DivergentCoder - Hybrid AoSoA Revisited

After spending some time talking with Doug McNabb at GDC about this I got the bug to go back and take a look at the hybrid "AoSoA" approach I presented in my previous post and see if I couldn't improve the speed of that even more. As it turns out, I was able to make one simple change that significantly improved performance over what I had been getting.

If you'll recall, in this hybrid approach I was storing four different arrays of structures where each structure held 8 floats of information - the position and velocity for four particles along a particular axis. The idea being that we are storing some data together that will be used together in order to reduce the number of data streams we have to maintain relative to an SoA approach while still getting some of the benefits that come with SoA. Unfortunately, just doing this yielded some disappointing results, performing roughly on par with an SSE implementation utilizing a more straightforward AoS approach to storing the data.

Playing around with this, I hit upon the idea of trying to increase the amount of data stored in each structure. Namely, I ended up storing 16 floats of position followed by 16 floats of velocity for a single axis inside a single one of these structures.

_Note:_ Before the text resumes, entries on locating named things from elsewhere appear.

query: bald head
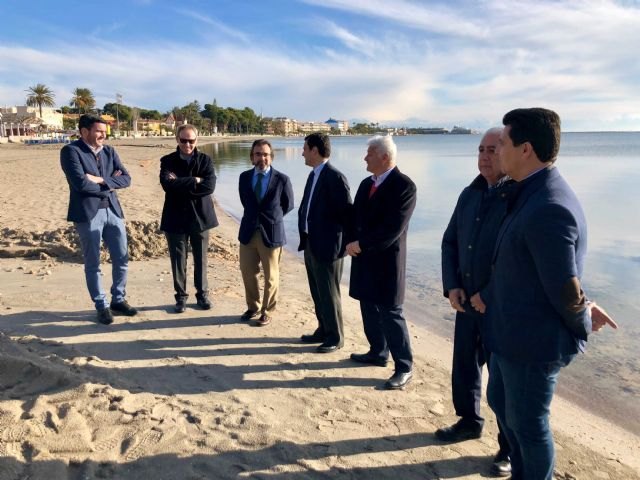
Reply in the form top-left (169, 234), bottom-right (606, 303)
top-left (478, 127), bottom-right (504, 185)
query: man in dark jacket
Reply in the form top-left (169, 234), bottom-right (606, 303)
top-left (160, 124), bottom-right (218, 313)
top-left (238, 139), bottom-right (293, 327)
top-left (484, 108), bottom-right (616, 480)
top-left (298, 133), bottom-right (352, 353)
top-left (435, 128), bottom-right (511, 476)
top-left (346, 136), bottom-right (416, 390)
top-left (60, 114), bottom-right (138, 325)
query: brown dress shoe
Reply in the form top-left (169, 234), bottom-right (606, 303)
top-left (240, 310), bottom-right (258, 322)
top-left (256, 313), bottom-right (271, 327)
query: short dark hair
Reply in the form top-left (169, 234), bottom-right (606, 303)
top-left (502, 108), bottom-right (560, 162)
top-left (176, 123), bottom-right (198, 139)
top-left (78, 113), bottom-right (107, 130)
top-left (249, 138), bottom-right (276, 160)
top-left (304, 132), bottom-right (331, 158)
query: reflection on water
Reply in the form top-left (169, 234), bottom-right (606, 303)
top-left (200, 132), bottom-right (640, 433)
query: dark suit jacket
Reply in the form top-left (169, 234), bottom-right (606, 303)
top-left (238, 167), bottom-right (293, 248)
top-left (60, 140), bottom-right (131, 222)
top-left (160, 148), bottom-right (218, 233)
top-left (484, 167), bottom-right (591, 362)
top-left (298, 162), bottom-right (352, 262)
top-left (442, 175), bottom-right (513, 315)
top-left (349, 167), bottom-right (416, 306)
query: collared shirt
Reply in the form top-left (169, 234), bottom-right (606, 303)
top-left (304, 158), bottom-right (329, 232)
top-left (81, 139), bottom-right (104, 158)
top-left (520, 164), bottom-right (553, 182)
top-left (251, 166), bottom-right (271, 196)
top-left (371, 165), bottom-right (396, 188)
top-left (180, 150), bottom-right (196, 165)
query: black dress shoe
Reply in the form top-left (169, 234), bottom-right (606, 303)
top-left (196, 297), bottom-right (211, 310)
top-left (384, 372), bottom-right (413, 390)
top-left (489, 450), bottom-right (511, 477)
top-left (351, 353), bottom-right (387, 367)
top-left (175, 299), bottom-right (187, 313)
top-left (435, 420), bottom-right (482, 442)
top-left (255, 313), bottom-right (273, 327)
top-left (300, 330), bottom-right (324, 343)
top-left (111, 300), bottom-right (138, 317)
top-left (240, 310), bottom-right (258, 322)
top-left (98, 308), bottom-right (113, 325)
top-left (316, 343), bottom-right (342, 353)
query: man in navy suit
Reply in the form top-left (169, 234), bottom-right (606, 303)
top-left (435, 128), bottom-right (512, 476)
top-left (60, 114), bottom-right (138, 325)
top-left (238, 139), bottom-right (293, 326)
top-left (160, 124), bottom-right (218, 313)
top-left (298, 133), bottom-right (352, 353)
top-left (346, 136), bottom-right (416, 390)
top-left (482, 108), bottom-right (615, 480)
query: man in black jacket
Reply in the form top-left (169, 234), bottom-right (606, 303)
top-left (346, 136), bottom-right (416, 390)
top-left (298, 133), bottom-right (352, 353)
top-left (435, 128), bottom-right (513, 476)
top-left (160, 124), bottom-right (218, 313)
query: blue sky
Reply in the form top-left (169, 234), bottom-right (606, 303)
top-left (0, 0), bottom-right (640, 131)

This improved performance dramatically, bringing it right up to the same level as the SoA approach.

What we end up with is a structure that looks like this:

struct SSEVec2
{
    float pos[16];
    float vel[16];
};

struct ParticleSystem
{
    SSEVec2 * x;
    SSEVec2 * y;
    SSEVec2 * z;
    SSEVec2 * w;
    int count;

    __inline void update_loop(__m128 dt, SSEVec2 & entry)
    {
        __m128 pos = _mm_load_ps(entry.pos);
        __m128 vel = _mm_load_ps(entry.vel);
        pos = _mm_add_ps(pos, _mm_mul_ps(vel, dt));
        _mm_store_ps(entry.pos, pos);

        pos = _mm_load_ps(entry.pos + 4);
        vel = _mm_load_ps(entry.vel + 4);
        pos = _mm_add_ps(pos, _mm_mul_ps(vel, dt));
        _mm_store_ps(entry.pos + 4, pos);

        pos = _mm_load_ps(entry.pos + 8);
        vel = _mm_load_ps(entry.vel + 8);
        pos = _mm_add_ps(pos, _mm_mul_ps(vel, dt));
        _mm_store_ps(entry.pos + 8, pos);

        pos = _mm_load_ps(entry.pos + 12);
        vel = _mm_load_ps(entry.vel + 12);
        pos = _mm_add_ps(pos, _mm_mul_ps(vel, dt));
        _mm_store_ps(entry.pos + 12, pos);
    }

    void update(float dt)
    {
        __m128 vdt = _mm_load1_ps(&dt);
        
        for (int i=0; i<(count / 16); i++)
            update_single(vdt, x[i]);

        for (int i=0; i<(count / 16); i++)
            update_single(vdt, y[i]);

        for (int i=0; i<(count / 16); i++)
            update_single(vdt, z[i]);

        for (int i=0; i<(count / 16); i++)
            update_single(vdt, w[i]);
    }
};

Which gives us the following results:

So - why does this improve performance so much? My first thought on this has to do with memory performance and spending less time tying up the bus doing writes. Typically, when you modify something in memory you don't actually write directly to RAM but rather first to the CPU cache - with cache lines being flushed back to main memory if they have been modified. In our original structure, each cache line that is going to be flushed back to main memory contains a lot of data that has not changed at all - all of our velocity data. By pushing more position data together, it means that each time we write back our results to main memory we are doing more useful work than we were before.